Sabia que encontraria algum segredo, algum insight. Como se aquelas ruas guardassem uma pista que eu só poderia desvendar pisando naquele chão, e, de algum jeito, essa pista facilitaria o meu caminho enquanto mulher negra latino-americana.

Acertei na intuição e errei o lugar. O Brooklyn, de certa forma, me decepcionou pela gentrificação e consequente embranquecimento. Foi nas ruas do Harlem que eu pertenci.

Perdi as contas de quantos "Hey, sista, I love your hair", "You' beautiful, sista", ouvi durante aquelas semanas. Uma aula sobre autoestima negra. Aprendi que, mesmo em meio a divergências, a comunidade negra se celebra. Emocionante.

E foi nos rooftops de Manhattan que vi pessoas negras ascendentes fazendo o que pessoas brancas fazem o tempo todo nesses espaços que concentram poder: pactuando. Espaços de celebração e entretenimento são espaços políticos.

Nesses espaços, convergem-se afinidades, nascem parcerias, e acordos são iniciados ou mesmo firmados. Acordos que beneficiam pares, definem quem pode prosperar e reforçam também quem pode ou não estar no centro das tomadas de decisões.

Pessoas brancas que detêm poderes simbólicos e materiais estão pactuando em todos esses espaços: no beach tennis, no salão, na academia boutique, e por aí vai. Sempre se ouve um "vou passar seu contato para um amigo, vocês têm que conversar".

Foi ali no coração da Big Apple, frequentando happy hours exclusivos para pessoas negras, que me dei conta de que precisamos aqui no Brasil desses espaços que mesclam entretenimento e circulação de poder. Espaços, redes, eventos onde possamos pactuar entre nós, povo negro. Foi ali que pensei, pela primeira vez, na necessidade de um pacto da negritude.

Ações coordenadas entre a população negra a fim de se criar acessos e mitigar consequências do racismo estrutural. Pacto da negritude seria um conceito que se relacionaria com o brilhante pacto da branquitude, da igualmente brilhante Cida Bento, mas em oposição.

Enquanto o pacto da branquitude versa sobre práticas excludentes para a manutenção de privilégios de um grupo racial sobre outro, o pacto da negritude se opõe radicalmente a isso, porque propõe incluir, democratizar e celebrar a população negra historicamente marginalizada. É muito sobre nós mesmos e sobre práticas e filosofias milenares de povos africanos.

Longe de ser um desses pactos romantizados, que sugerem ter que amar, fechar com todas as pessoas negras que encontramos pela frente ou achar que todo mundo é irmão.
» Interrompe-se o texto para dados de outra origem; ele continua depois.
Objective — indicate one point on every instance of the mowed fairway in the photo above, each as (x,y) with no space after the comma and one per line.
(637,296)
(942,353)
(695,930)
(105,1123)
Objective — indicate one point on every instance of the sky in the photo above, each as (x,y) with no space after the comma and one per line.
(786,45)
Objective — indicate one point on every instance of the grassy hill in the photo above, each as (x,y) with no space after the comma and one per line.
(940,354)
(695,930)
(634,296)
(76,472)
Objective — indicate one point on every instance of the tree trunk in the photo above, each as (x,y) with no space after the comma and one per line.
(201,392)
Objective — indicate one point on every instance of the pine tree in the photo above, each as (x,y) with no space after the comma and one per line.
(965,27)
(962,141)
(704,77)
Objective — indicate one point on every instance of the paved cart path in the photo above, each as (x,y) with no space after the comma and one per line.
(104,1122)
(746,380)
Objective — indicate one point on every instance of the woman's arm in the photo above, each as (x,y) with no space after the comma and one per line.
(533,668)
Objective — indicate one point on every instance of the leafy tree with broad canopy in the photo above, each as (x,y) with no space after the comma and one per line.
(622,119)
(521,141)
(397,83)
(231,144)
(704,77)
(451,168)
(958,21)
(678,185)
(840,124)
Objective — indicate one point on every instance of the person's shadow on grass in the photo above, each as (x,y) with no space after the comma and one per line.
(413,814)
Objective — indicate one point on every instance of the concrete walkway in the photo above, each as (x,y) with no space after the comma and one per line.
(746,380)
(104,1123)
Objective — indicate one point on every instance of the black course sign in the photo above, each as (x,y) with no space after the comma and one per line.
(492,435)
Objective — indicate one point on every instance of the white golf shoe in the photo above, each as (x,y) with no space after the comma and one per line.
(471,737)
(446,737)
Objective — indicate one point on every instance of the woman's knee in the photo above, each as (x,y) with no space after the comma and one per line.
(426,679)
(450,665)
Pacto da negritude seria estratégia: passar por cima de questões ou divergências pessoais para priorizar o coletivo e possibilitar acessos para outras pessoas negras.
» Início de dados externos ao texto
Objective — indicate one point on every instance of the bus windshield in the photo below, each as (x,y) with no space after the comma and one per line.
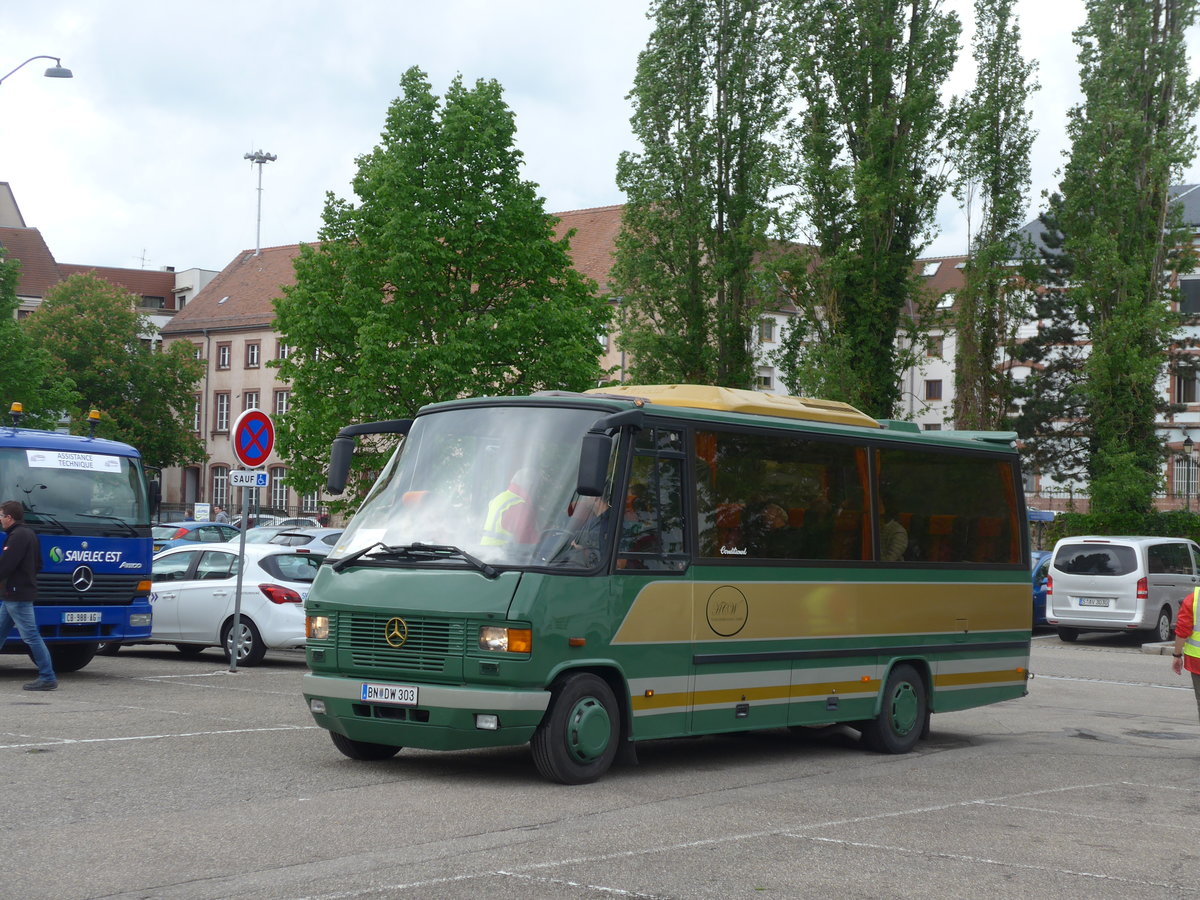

Ainda que não gostemos de determinada pessoa que esteja no meio desse bolo. Se não for assim, se continuarmos a privilegiar um ou outro que se pareça mais conosco, continuará sendo reproduzida a mesma lógica da supremacia branca que garante nossa eliminação dos espaços de poder.

Não é fácil e não vai ser da noite para o dia. Há muita coisa para trabalharmos. Síndromes de negros únicos, auto-ódio, ressentimentos. Mas há que se fazer ou continuar fazendo. E esse termo pacto da negritude é muito poderoso. Adoro conceitos que inspiram práticas.

E aí, bora construir nossas alianças?